機械の設計において,その部品が荷重に耐えられるか,他の部品と予期しない干渉やすき間を生じないかを見積もることのできる材料力学は欠かすことのできない考え方です.一方,高機能化・高品質化が要求される機械に対して新素材や高機能性材料が生み出されていますが,設計に直結できる材料力学的情報や根拠の提供が追いつかず,実用化を躊躇することがあります.新素材や新加工方法によって生成された部材の強度・剛性の特性を実験的に明らかにし,一般化したいと考えています.

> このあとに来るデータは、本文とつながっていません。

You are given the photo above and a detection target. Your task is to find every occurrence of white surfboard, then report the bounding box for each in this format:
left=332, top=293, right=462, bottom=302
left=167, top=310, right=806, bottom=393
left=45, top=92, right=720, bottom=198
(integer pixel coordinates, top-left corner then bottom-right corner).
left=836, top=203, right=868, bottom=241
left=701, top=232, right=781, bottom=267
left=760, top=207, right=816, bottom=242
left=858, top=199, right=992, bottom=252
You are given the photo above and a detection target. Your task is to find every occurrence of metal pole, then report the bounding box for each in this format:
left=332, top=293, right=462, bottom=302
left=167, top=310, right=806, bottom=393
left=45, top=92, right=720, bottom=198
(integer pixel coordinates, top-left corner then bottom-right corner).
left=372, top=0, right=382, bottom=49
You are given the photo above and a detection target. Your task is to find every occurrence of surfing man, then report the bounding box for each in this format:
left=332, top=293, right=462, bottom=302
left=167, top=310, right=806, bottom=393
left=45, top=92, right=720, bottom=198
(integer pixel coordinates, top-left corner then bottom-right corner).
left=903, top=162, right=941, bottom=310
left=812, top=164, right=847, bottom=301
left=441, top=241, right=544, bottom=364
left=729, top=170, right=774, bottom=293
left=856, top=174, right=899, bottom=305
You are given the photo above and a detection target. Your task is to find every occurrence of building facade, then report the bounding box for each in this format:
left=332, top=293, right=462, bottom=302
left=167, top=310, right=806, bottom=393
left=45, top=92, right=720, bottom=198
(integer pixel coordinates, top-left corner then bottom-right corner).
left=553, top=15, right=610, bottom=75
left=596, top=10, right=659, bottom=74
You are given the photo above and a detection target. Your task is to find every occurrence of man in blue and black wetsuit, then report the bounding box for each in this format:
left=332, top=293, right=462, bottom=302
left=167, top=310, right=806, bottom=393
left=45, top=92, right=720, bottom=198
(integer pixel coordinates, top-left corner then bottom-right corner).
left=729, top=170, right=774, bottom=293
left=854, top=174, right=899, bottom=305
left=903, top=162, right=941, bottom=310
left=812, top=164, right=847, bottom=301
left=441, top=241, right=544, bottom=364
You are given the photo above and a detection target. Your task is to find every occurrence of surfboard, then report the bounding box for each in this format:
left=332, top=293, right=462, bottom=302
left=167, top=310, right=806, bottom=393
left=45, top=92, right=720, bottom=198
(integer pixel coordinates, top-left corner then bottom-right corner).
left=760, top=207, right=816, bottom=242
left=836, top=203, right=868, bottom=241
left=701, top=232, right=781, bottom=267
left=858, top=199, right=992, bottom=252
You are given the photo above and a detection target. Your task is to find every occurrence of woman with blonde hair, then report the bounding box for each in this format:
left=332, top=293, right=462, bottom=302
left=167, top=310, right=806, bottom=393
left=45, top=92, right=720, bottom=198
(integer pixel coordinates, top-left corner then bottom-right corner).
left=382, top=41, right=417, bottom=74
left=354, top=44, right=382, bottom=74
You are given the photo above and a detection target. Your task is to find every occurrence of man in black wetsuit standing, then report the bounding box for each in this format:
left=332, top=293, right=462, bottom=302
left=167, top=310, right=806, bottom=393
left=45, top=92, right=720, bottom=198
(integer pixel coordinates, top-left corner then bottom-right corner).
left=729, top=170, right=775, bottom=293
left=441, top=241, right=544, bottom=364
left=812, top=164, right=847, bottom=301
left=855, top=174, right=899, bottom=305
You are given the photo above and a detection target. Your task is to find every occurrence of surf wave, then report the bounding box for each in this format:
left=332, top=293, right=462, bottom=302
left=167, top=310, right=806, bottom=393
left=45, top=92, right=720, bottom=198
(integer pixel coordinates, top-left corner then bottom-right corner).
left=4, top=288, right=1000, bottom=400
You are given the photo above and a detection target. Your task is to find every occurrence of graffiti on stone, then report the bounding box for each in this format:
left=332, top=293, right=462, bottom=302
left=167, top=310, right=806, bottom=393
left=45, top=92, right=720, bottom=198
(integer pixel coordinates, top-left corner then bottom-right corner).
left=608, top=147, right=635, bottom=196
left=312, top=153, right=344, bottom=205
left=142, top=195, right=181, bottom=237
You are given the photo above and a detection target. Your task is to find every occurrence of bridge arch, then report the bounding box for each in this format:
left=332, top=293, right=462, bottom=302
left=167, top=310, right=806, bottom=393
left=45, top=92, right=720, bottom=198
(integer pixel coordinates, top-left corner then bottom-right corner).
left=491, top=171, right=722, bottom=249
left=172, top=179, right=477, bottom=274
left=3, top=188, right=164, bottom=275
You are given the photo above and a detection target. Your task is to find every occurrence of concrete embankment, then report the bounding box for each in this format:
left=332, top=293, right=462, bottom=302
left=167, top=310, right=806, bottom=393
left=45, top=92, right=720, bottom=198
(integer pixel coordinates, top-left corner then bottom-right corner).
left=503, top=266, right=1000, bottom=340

企業からのご依頼により,大型機器支持梁の最適設計のための強度解析,圧入棒部品の品質改善にかかわるねじり固定性の実験的評価,ゴム製クッション材と取付手法の耐荷重向上に関する実験的評価,電極材料探査にかかわる強度及び組織調査,プレス加工建材の軽量化設計にかかわる強度解析等を実施してきました.所有する力学試験機の引張圧縮機構とトルク付与(ねじり)機構を利用した小実験,FEMを利用した強度解析などで,各種機械・建材部品の強度や剛性にかかわる情報をご提供してきました.
金属ガラスという材料は非常に高い強度と低いばね定数をもつ特異的な合金です.温度環境と負荷によって耐荷重性や変形特性が大きく変化する特徴をもちます.一方でマグネシウム合金は非常に軽量で重量当たりの強度は鋼をはるかに超える特徴をもちます.こうした高機能性材料についてはパラメータの多さから従来の強度設計基準が通用しません.環境制御型複合負荷試験機による実証データをもとに,各種高機能性材料の強度基準を調査・一般化を進めたいと考えています.
三重県出身.1998~2003年日本板硝子株式会社・生産技術センター・情報電子開発部勤務.2007年3月博士号(工学)取得(三重大学大学院博士後期課程修了).2008年3月三重大学大学院工学研究科助教就任,2015年~同准教授.現在に至る.
1998~2003年の一般企業での生産技術および加工技術開発業務において加工機器設計・技術開発および研究に携わりました.営利目的における設計業務や加工に関するご要望は,経験による同様の立場と現職における客観的な視点から俯瞰的にご対応したいと考えております.また,実験的手法については一般企業で実務経験のある品質工学・実験計画法(タグチメソッド)の手法をご提案し,効率的な開発等の方針をご提案したいと考えております.